Click to See Complete Forum and Search --> : Optimization With Clustering


Scott.Macmaster
September 3rd, 2008, 12:15 PM
I got involved in a project to optimize a database. The primary table, Receivables, has 3 fields that we mainly use in query conditions. The primary key which is a auto incrementing int, is rarely used in our queries. It is also currently set as the clustered index. The 3 fields I'm considering using in a clustered index are year, quarter, and customer id. For normal operations I don't think adjusting the indexes would have any affect. However, since there's around 50,000 records per quarter, reports tend to take a minimum of 10 seconds to generate and will take a long time when creating a report that compares quarters from several years.

An example query for a report for several years would look something like


SELECT *
FROM Receivables
WHERE (Year = 2006 AND Quarter = 2)
OR (Year = 2007 AND Quarter = 2)
OR (Year = 2008 AND Quarter = 2)

So would creating a clustered index on Year,Quarter,CustomerId make a significant improvement or should I attempt a different approach?

Also, this table has about 3 million records and takes up about 500 mb. So when I create this index will this table be locked for a few seconds, minutes, hours, or would access just be slow until the index is created?


Thanks,

compavalanche
September 3rd, 2008, 11:26 PM
The best suggestion I can give is to try it. As this is a production database you should take a backup and bring it up on a dev system. Then try it out. Use the profiling tools of you db (query analyzer for mssql, explain command for mysql,or equivalent for other db's) and figure out what is actually taking the time.

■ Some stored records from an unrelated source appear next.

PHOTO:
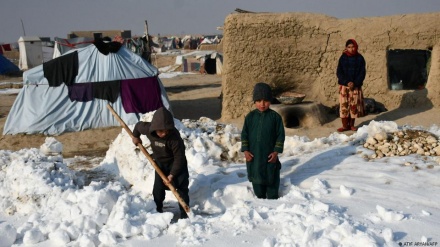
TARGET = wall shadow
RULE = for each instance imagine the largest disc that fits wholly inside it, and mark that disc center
(412, 103)
(196, 108)
(179, 89)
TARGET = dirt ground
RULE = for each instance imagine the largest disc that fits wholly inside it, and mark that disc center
(191, 96)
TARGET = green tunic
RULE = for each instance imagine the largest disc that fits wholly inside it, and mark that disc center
(262, 134)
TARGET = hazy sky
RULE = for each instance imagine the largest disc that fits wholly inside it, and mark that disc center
(57, 18)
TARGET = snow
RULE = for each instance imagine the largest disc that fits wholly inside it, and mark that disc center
(332, 194)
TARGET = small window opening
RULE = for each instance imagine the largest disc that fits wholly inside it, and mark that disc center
(97, 36)
(408, 69)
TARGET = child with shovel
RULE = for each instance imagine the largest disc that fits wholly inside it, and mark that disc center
(169, 154)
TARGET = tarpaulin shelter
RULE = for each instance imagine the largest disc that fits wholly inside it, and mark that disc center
(71, 93)
(7, 66)
(31, 52)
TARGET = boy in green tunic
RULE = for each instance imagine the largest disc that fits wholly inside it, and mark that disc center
(262, 139)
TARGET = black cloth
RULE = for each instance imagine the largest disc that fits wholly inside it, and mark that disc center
(107, 90)
(167, 150)
(61, 69)
(180, 183)
(80, 92)
(107, 47)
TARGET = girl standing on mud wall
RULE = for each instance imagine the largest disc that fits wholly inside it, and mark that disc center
(351, 74)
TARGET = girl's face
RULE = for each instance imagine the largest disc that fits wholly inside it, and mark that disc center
(351, 48)
(162, 133)
(262, 105)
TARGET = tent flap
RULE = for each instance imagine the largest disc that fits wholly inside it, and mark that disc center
(39, 108)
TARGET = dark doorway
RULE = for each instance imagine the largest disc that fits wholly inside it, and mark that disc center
(210, 66)
(408, 69)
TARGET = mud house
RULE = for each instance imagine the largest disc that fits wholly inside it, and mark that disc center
(300, 51)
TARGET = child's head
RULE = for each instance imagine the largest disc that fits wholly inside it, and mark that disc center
(162, 133)
(162, 122)
(262, 96)
(351, 46)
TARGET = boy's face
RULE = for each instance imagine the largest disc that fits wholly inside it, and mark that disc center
(262, 105)
(162, 133)
(351, 49)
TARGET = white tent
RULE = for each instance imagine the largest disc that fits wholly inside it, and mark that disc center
(41, 108)
(31, 52)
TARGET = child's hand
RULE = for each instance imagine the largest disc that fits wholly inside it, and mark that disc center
(248, 155)
(272, 157)
(136, 141)
(351, 85)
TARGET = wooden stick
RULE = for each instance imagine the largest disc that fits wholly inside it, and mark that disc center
(156, 167)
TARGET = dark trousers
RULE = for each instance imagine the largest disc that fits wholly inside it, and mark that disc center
(181, 185)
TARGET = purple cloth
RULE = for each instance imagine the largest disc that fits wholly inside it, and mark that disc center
(80, 92)
(141, 95)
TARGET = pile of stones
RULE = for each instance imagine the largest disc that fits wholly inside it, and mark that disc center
(404, 142)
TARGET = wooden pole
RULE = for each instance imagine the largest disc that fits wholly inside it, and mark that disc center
(156, 167)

In this way you will also know how long adding/modifying index will take without resorting to guessing.

Hope that helps.

dglienna
September 3rd, 2008, 11:34 PM
Getting rid of AutoNumber Index Fields are a good thing, as I recall.

davide++
September 4th, 2008, 02:48 AM
Hi all.
You didn't say what db you're using...

You're using OR operator in your query, that slows down the execution.
Before trying "system optimization" as clustered indexing, I suggest to rewrite the query.

For example

SELECT *
FROM Receivables
WHERE Quarter = 2
AND Year IN (2006, 2007, 2008)


This query is equivalent to the previous one, but IN operator is faster than OR operator.